The choir finished with Josquin des Prez’s Agnus Dei from Missa L’Homme Armé. The gentle opening descending lines were perfectly executed. The work is supported by these ascending bass lines as the higher voices sing staggered, descending melodies. It is a bare composition, naked and exposed, but beautiful – and their performance of it proves that the singers of Opus 8 are stellar musicians.

I do not think that music director Robert Busiakiewicz had planned this concert to align with the American inauguration. I don’t think he could have possibly predicted that the theme of this concert would be so essential with a Trump presidency. But on this day of global protest against a dangerous world leader, it was here, in a church dedicated to a sex worker, that we found some rest and repose. This is the power of art and music: to be what we need, even when we don’t know we need it – and, through the process of creation and sharing, to help us find a way forward, even through the darkest times.
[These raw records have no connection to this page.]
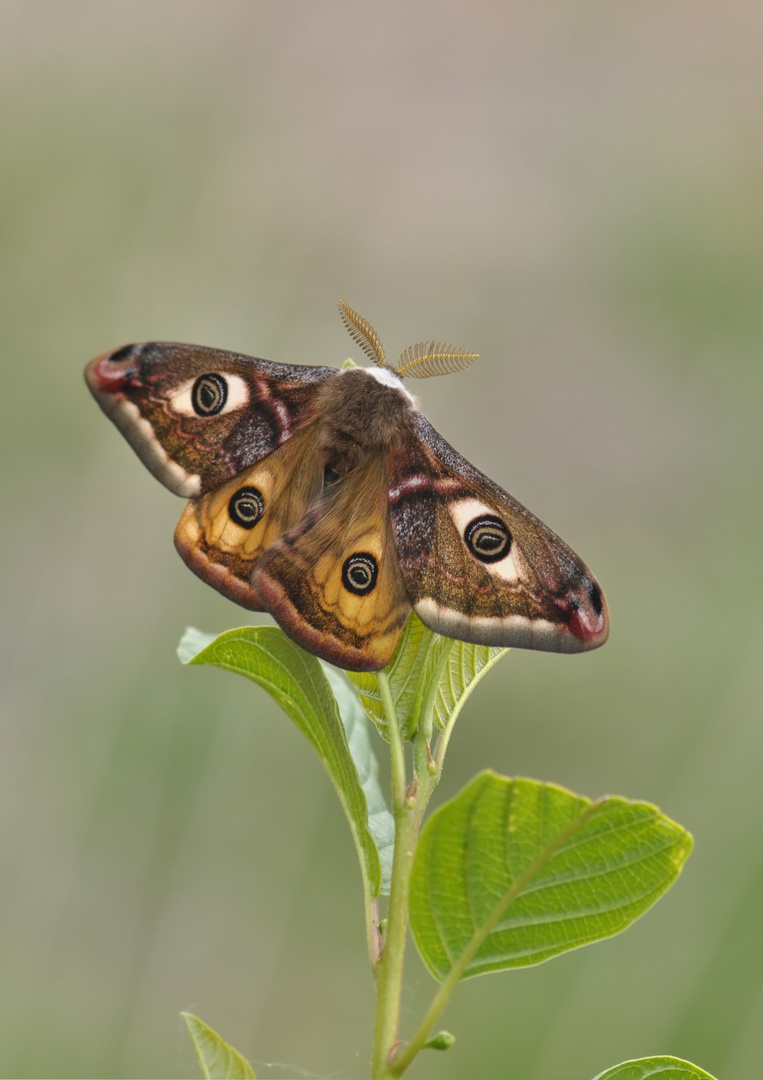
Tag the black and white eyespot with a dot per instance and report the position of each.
(246, 507)
(487, 538)
(209, 394)
(359, 574)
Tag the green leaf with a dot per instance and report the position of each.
(380, 821)
(296, 682)
(217, 1060)
(665, 1068)
(513, 872)
(426, 669)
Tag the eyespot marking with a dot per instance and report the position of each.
(246, 507)
(359, 574)
(487, 538)
(209, 394)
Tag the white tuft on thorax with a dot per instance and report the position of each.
(388, 378)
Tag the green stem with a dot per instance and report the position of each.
(409, 809)
(389, 970)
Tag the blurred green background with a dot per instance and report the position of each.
(576, 191)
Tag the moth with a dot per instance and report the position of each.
(324, 497)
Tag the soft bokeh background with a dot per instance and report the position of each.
(576, 191)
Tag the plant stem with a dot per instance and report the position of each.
(409, 809)
(479, 937)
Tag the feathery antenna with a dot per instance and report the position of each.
(420, 361)
(361, 331)
(433, 358)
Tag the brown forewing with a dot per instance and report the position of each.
(548, 601)
(215, 448)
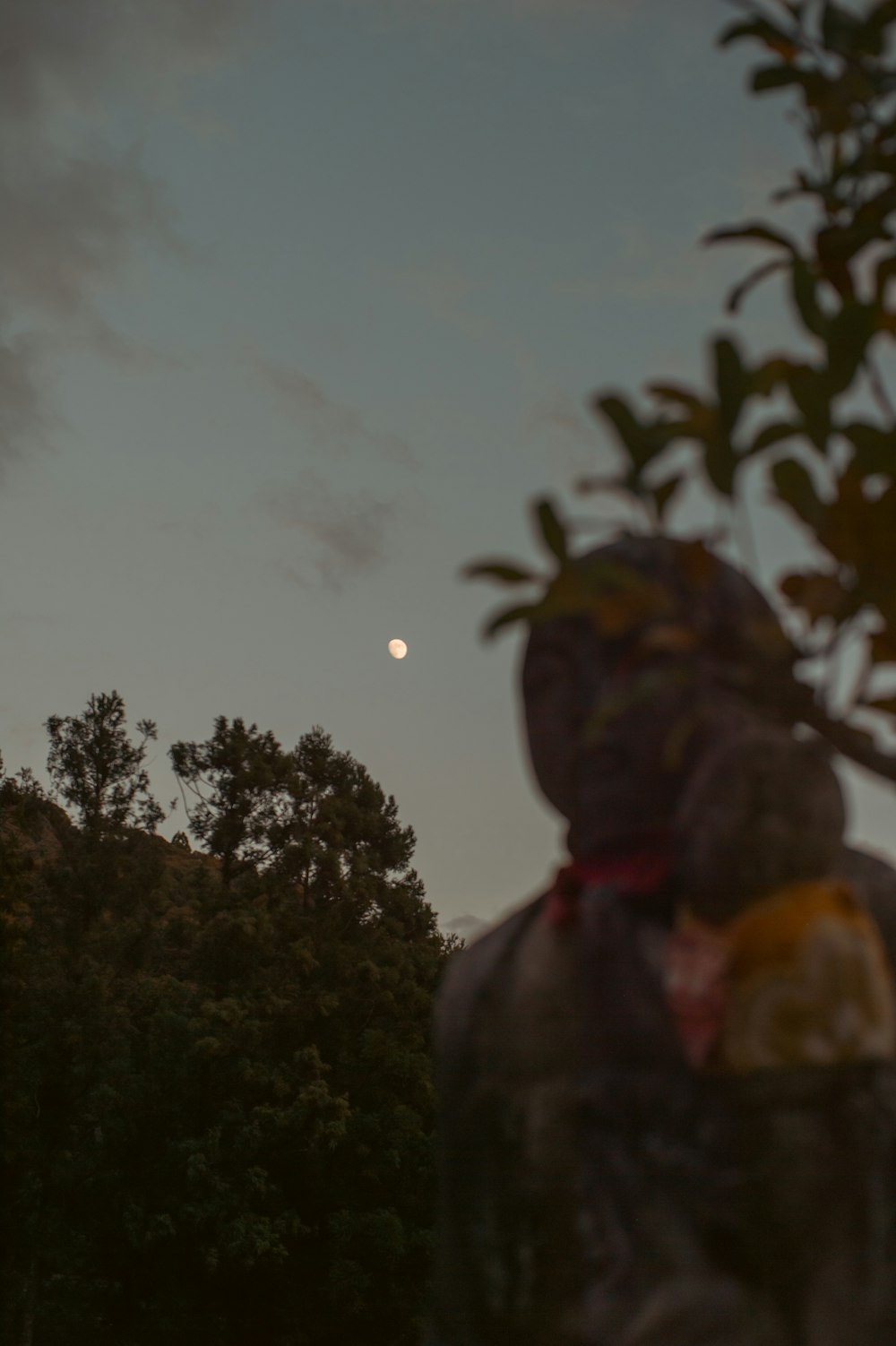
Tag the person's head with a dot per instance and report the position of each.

Opus 8 presented Dona Nobis Pacem on Saturday January 21 at 7:30pm. at the Church of St. Mary Magdalene in Toronto. For more information, visit www.opus8choir.com.

Follow Brian Chang on Twitter @bfchang. Send info/media/tips to choralscene@thewholenote.com.

TMC Simposium

Twenty years ago, Noel Edison took the reins of the Toronto Mendelssohn Choir (in which I sing). Even then he knew it as “one of Canada’s great cultural institutions.” Predating every other major symphony orchestra and major arts organization in Canada, the choir has operated continuously since 1894 – and since 2010, it has hosted one of the preeminent training symposiums for emerging conductors in North America. This year, five candidates will workshop with Edison, associate conductor Jennifer Min-Young Lee, the Elora Festival Singers, and the Toronto Mendelssohn Choir over a one-week intensive. The week culminates in a free concert on Saturday, January 28, 3pm at Yorkminster Park Baptist Church in Toronto.

I got in touch with this year’s participants, to talk early influences, choral philosophies and personal musical goals.

Lawrence Abernathy
College Station, Texas

Lawrence Abernathy.Lawrence Abernathy, from College Station, Texas, says, “once or twice a year I like to remind my choirs that one of the most beautiful things about choral music is the anonymity of it all… for a few hours a week your voice is just as important as everyone else around you. You get to be yourself and part of a larger organism at the same time. I believe that the best choirs are those whose members are focused not on themselves, but the collective whole around them.” It is a humble reminder and one that bears often repetition.

“One of the great things about being in sacred music,” Abernathy says, “[is that] our inherent mission is social change. I personally take a lot of care in making sure that the ensembles I conduct are open to anyone regardless of race, creed, or any other perceived barriers.”

Abernathy is director of music ministry at A&M United Methodist Church, right across the street from one of the largest universities in the US. At a whopping 60,000 students, unfortunately, Texas A&M University does not have a degree music program. In the middle of a geographic triangle anchored by Austin, Dallas/Forth Worth and Houston, Abernathy notes that “any music-making I do outside of my job includes a 3-hour minimum round trip commute.” It's a reminder that local choristers, conductors, audiences and musicians are very lucky to live in the robust arts world of southern Ontario.

Hana J. Cai
Rochester, New York

Hana J. Cai.As far as early musical influences go, Elton John was and continues to be a favourite of Hana Cai, an Eastman College graduate conducting student in Rochester. As a child she would sit at the piano wearing heart-shaped glasses rocking out to Elton John. As the only conductor to note the Hamilton soundtrack on her list of influences, Cai isn’t daunted by differences in musical genres. She sings in conventional choirs and in an early music group, but also plays as an accompanist for a popular musical theatre group and a jazz band.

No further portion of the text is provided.